È di ritorno da una giornata lavorativa nei campi, passata a raccogliere pannocchie nel suo piccolo appezzamento sotto il sole del Messico, che Tacho riceve la lettera. Sua figlia, Rosita, è stata uccisa nella capitale. Al padre il diritto di riportare il corpo nella terra natia. È questo l’incipit di Zapatos rojos (Red shoes), lungometraggio d’esordio del regista messicano Carlos Eichelmann Kaiser, una co-produzione italiana (102 Distribution) presentata nella sezione Orizzonti Extra.
Subito adottiamo il punto di vista di Tacho, un uomo silenzioso, che già a partire dalla sua fisicità intuiamo non ha avuto vita facile. La sua presenza emana un profondo senso di dignità, ed è forse proprio per questo, perché il personaggio non si scompone di fronte al terribile lutto, che lo percepiamo in maniera ancora più forte, come qualcosa di sordo e ineluttabile, un’ingiustizia a cui non si può controbattere.

IL RECUPERO delle spoglie apre ad una duplice dimensione: da un lato, un ricongiungimento che attiene all’ambito del sacro; dall’altro, il suo rovescio: l’ingarbugliata burocrazia necessaria per svolgere la pratica in oggetto. La prima barriera per Tacho risiede nei soldi che servono per affrontare il viaggio. Il don del circondario non ha alcuna intenzione di fargli credito, il contadino finirà per vendere il suo terreno: indietro non si torna.
Accompagnando il protagonista nel lungo spostamento in autobus, Carlos Eichelmann Kaiser ci mostra la meraviglia del paesaggio messicano all’imbrunire, e riesce a farlo senza cedere ad estetismi: la sua è una regia essenziale, al servizio dei personaggi e delle forti emozioni che la storia suscita; la sceneggiatura è firmata insieme a Jofra GG e Adriana Gonzáles Del Valle.

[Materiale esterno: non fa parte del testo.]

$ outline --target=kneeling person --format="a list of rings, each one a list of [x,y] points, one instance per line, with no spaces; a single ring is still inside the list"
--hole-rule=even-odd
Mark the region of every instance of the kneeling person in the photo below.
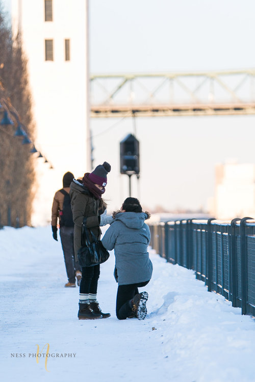
[[[139,293],[138,288],[148,284],[152,272],[147,252],[150,233],[144,223],[149,216],[142,212],[138,199],[128,198],[102,239],[107,250],[114,249],[114,276],[118,284],[116,313],[119,320],[143,320],[147,314],[148,293]]]

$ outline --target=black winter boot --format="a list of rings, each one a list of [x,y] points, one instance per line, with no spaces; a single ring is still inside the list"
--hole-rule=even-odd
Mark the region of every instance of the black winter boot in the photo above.
[[[147,292],[142,292],[141,293],[136,294],[132,300],[133,314],[129,318],[132,318],[135,315],[139,320],[144,319],[147,315],[146,303],[148,296]]]
[[[91,311],[88,304],[79,304],[78,318],[79,320],[95,320],[101,318],[101,313],[96,314]]]
[[[89,307],[93,311],[93,313],[96,314],[101,314],[102,318],[107,318],[110,317],[111,314],[110,313],[103,313],[102,311],[99,308],[99,304],[98,303],[90,303],[89,304]]]

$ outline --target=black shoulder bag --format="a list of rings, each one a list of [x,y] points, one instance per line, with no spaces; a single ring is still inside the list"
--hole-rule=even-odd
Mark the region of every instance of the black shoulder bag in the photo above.
[[[92,238],[92,242],[89,241],[89,229],[82,225],[82,247],[78,252],[79,264],[81,267],[93,266],[102,264],[109,259],[110,254],[102,244],[100,240],[97,240],[91,230],[89,232]]]

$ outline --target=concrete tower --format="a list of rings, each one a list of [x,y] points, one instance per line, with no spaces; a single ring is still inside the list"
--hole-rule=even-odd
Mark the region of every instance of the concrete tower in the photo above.
[[[28,60],[36,147],[54,167],[36,159],[35,225],[50,221],[54,193],[65,172],[78,177],[90,170],[88,3],[12,1],[13,30],[21,32]]]

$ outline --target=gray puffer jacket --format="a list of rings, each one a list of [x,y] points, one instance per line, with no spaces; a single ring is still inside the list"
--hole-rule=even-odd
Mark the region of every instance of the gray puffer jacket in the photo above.
[[[144,223],[147,218],[144,212],[118,212],[102,239],[105,248],[114,249],[114,276],[119,285],[151,278],[152,264],[147,252],[150,233]]]

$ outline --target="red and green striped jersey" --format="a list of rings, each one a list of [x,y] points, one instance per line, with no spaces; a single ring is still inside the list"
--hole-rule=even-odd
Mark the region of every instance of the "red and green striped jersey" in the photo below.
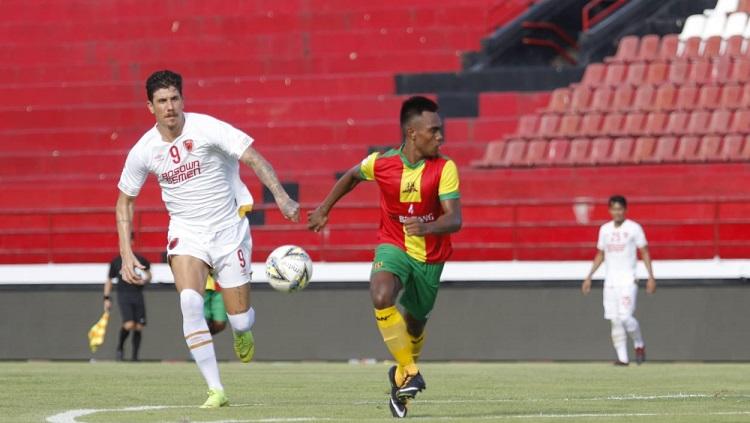
[[[393,149],[369,155],[359,173],[380,187],[380,243],[393,244],[421,262],[448,260],[453,252],[450,235],[409,236],[403,222],[409,217],[432,222],[443,214],[441,200],[460,197],[453,160],[439,156],[412,164],[401,149]]]

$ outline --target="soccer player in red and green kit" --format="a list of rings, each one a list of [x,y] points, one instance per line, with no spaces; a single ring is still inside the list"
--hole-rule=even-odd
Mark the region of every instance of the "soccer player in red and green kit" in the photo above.
[[[452,252],[449,234],[461,228],[458,171],[452,160],[440,155],[443,125],[437,111],[437,104],[425,97],[404,101],[401,146],[373,153],[351,168],[308,214],[308,227],[320,231],[334,204],[361,181],[375,181],[380,187],[379,245],[370,296],[378,329],[398,363],[388,372],[394,417],[404,417],[407,401],[425,388],[416,361],[443,264]],[[402,288],[403,314],[396,308]]]

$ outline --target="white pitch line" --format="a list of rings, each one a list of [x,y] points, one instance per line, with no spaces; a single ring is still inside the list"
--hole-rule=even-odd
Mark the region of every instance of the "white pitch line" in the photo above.
[[[625,396],[608,396],[608,397],[593,397],[593,398],[528,398],[528,399],[511,399],[511,398],[498,398],[498,399],[483,399],[483,400],[421,400],[420,403],[426,404],[457,404],[457,403],[505,403],[505,402],[540,402],[540,401],[644,401],[644,400],[657,400],[657,399],[692,399],[692,398],[713,398],[714,395],[709,394],[666,394],[666,395],[625,395]],[[748,398],[750,395],[720,395],[721,398]],[[369,405],[379,404],[382,401],[357,401],[352,403],[353,405]],[[234,404],[233,407],[248,407],[248,406],[262,406],[264,404]],[[81,423],[77,419],[79,417],[85,417],[95,413],[111,413],[111,412],[130,412],[130,411],[149,411],[149,410],[166,410],[171,408],[194,408],[194,405],[143,405],[135,407],[122,407],[122,408],[86,408],[78,410],[68,410],[53,416],[47,417],[48,423]],[[717,411],[709,413],[579,413],[579,414],[516,414],[516,415],[489,415],[489,416],[475,416],[477,420],[521,420],[531,418],[542,418],[542,419],[575,419],[575,418],[618,418],[618,417],[667,417],[667,416],[745,416],[750,415],[750,411]],[[422,419],[422,417],[415,416],[414,419]],[[425,417],[426,418],[426,417]],[[458,417],[443,416],[435,417],[431,416],[431,420],[454,420]],[[376,419],[379,419],[376,418]],[[329,418],[329,417],[286,417],[286,418],[258,418],[258,419],[241,419],[241,420],[217,420],[202,423],[293,423],[293,422],[308,422],[308,421],[341,421],[348,420],[342,418]],[[372,420],[369,418],[359,418],[357,420]]]
[[[263,404],[236,404],[234,407],[248,407],[252,405]],[[194,405],[139,405],[135,407],[122,408],[82,408],[79,410],[68,410],[54,416],[47,417],[47,423],[81,423],[78,417],[84,417],[96,413],[112,413],[122,411],[149,411],[149,410],[166,410],[169,408],[193,408]]]

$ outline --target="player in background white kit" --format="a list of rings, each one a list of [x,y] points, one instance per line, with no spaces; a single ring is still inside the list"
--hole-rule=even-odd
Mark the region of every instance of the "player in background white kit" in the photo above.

ARRIVATO nella capitale, Tacho è naturalmente un pesce fuor d’acqua. In un’ideale contrasto tra campagna e città, il regista inserisce un tocco kafkiano nel mostrare la vacuità delle regole che bisogna comunque seguire per far parte dell’ambito sociale, prima fra tutte la mascherina, senza la quale non si può accedere ad alcun servizio, ma che poi tutti tengono perennemente abbassata. La pratica per ottenere il corpo di Rosita è più difficile del previsto, ed è in questo contesto che avviene l’incontro che cambia la direzione del film, quello con la giovane Damiana (interpretata da Natalia Solian). La ragazza ha dovuto adattare i propri comportamenti a una realtà difficile e violenta, per difendersi è talvolta insolente, attacca per prima. Eppure tra i due nasce presto un rapporto basato sulla comprensione della reciproca situazione, della reciproca posizione di sfruttati, sofferenti e dimenticati. Damiana è evidentemente un doppio di Rosita, una seconda chance per essere perdonati, o quanto meno ascoltati, su questa terra e non in cielo. Un confronto che porta a una riconsiderazione dello stesso personaggio di Tacho.
Il titolo del film, Scarpe rosse, si riferisce ad un’installazione dell’artista messicana Elina Chauvet, che è stata riprodotta anche al Lido di Venezia prima della proiezione ufficiale. Originariamente concepita nel 2009, consiste in numerose scarpe verniciate di rosso esposte nelle strade, nelle piazze, di fronte i palazzi istituzionali in risposta all’ondata di femminicidi molto forte in quel periodo in Messico. Nell’unica scena in cui vediamo Rosita ancora viva, tiene in grembo proprio un paio di scarpe rosse.

DEFINIRE Red shoes come un lavoro sui femminicidi sarà forse utile a fini promozionali, ma rischia di essere fuorviante. È piuttosto un film sul lutto, profondamente commovente, e giocando un po’ con l’etimologia, è un film che ci fa con-muovere con un personaggio, Tacho, interpretato dal bravissimo Eustacio Ascacio, in grado di veicolare emozioni autentiche nel suo rimanere in piedi di fronte al dolore. Red shoes è poi un film sull’ingiustizia sociale, sulle differenze tra tenori di vita che continuano inascoltate a gridare vendetta. È, infine, un film sul cuore degli esseri umani, su quanto può essere di pietra o, al contrario, farci sentire finalmente accettati.